Quels contrôles ne pas supprimer lors de la réduction des outils

Par Alec Chizhik · 26 juin 2026 · 12 min de lecture

Un scénario classique : trois outils en moins, des coûts de licence sensiblement réduits, un service de contrôle de gestion satisfait. Six semaines plus tard, première alerte sérieuse. Un compte de service fait tourner les mots de passe la nuit, le mouvement traverse trois segments réseau. Dans le SIEM, les logs du pare-feu de l’outil périmétrique désactivé manquent à l’appel. La détection était là, mais pas la corrélation, car la source de logs n’a jamais été migrée vers la nouvelle plateforme lors du démantèlement. La consolidation permet de réaliser des économies. Mais elle ne doit pas emporter avec elle une fonction obligatoire.

Points clés

  • Les coûts sont un facteur légitime : Le paragraphe 30 de la loi fédérale sur la sécurité des technologies de l’information (BSIG) exige des mesures adaptées, proportionnées et efficaces, et mentionne explicitement les coûts de mise en œuvre comme critère. Réduire le nombre d’outils est donc autorisé. (Contexte DACH : le BSIG est la loi allemande encadrant la cybersécurité des opérateurs d’importance vitale et des infrastructures critiques.)
  • La loi ne connaît pas d’outils obligatoires : Le paragraphe 30 définit dix mesures minimales en tant que fonctions. Peu importe que l’authentification multifacteur (MFA) soit assurée par tel ou tel fournisseur : l’essentiel est qu’elle soit imposée.
  • Un contrôle est une fonction, un outil n’est que le véhicule : Qui désactive un outil sans migrer la fonction sous-jacente crée une faille de visibilité ou de conformité, qui apparaîtra lors d’un audit.
  • L’efficacité doit rester prouvée : Le paragraphe 30, alinéa 2, point 6, exige des concepts et procédures pour évaluer l’efficacité des mesures. Une consolidation sans preuve documentée constitue un point ouvert lors d’un contrôle.

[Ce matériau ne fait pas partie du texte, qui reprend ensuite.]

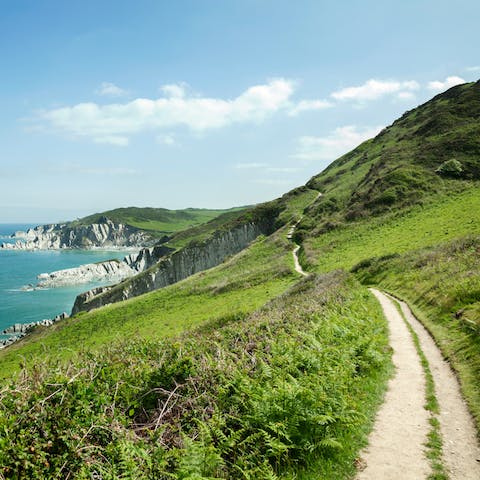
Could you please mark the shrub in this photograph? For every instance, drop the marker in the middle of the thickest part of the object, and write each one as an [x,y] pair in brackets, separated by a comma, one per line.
[450,168]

À lire aussi :La gestion des risques liés à la chaîne d’approvisionnement est un programme, pas une liste d’audit  /  Pourquoi la certification ISO ne suffit pas au BSI

Pourquoi le stack se réduit et où se situe la limite de conformité

Qu’est-ce que la consolidation du stack de sécurité ? La consolidation du stack de sécurité consiste à regrouper ou désactiver de manière ciblée des outils de sécurité afin de réduire les coûts de licence, les efforts d’intégration et le bruit des alertes. Plusieurs solutions individuelles sont ainsi intégrées dans une plateforme unique, par exemple en fusionnant la détection et la réponse au sein d’un stack combiné SIEM et EDR.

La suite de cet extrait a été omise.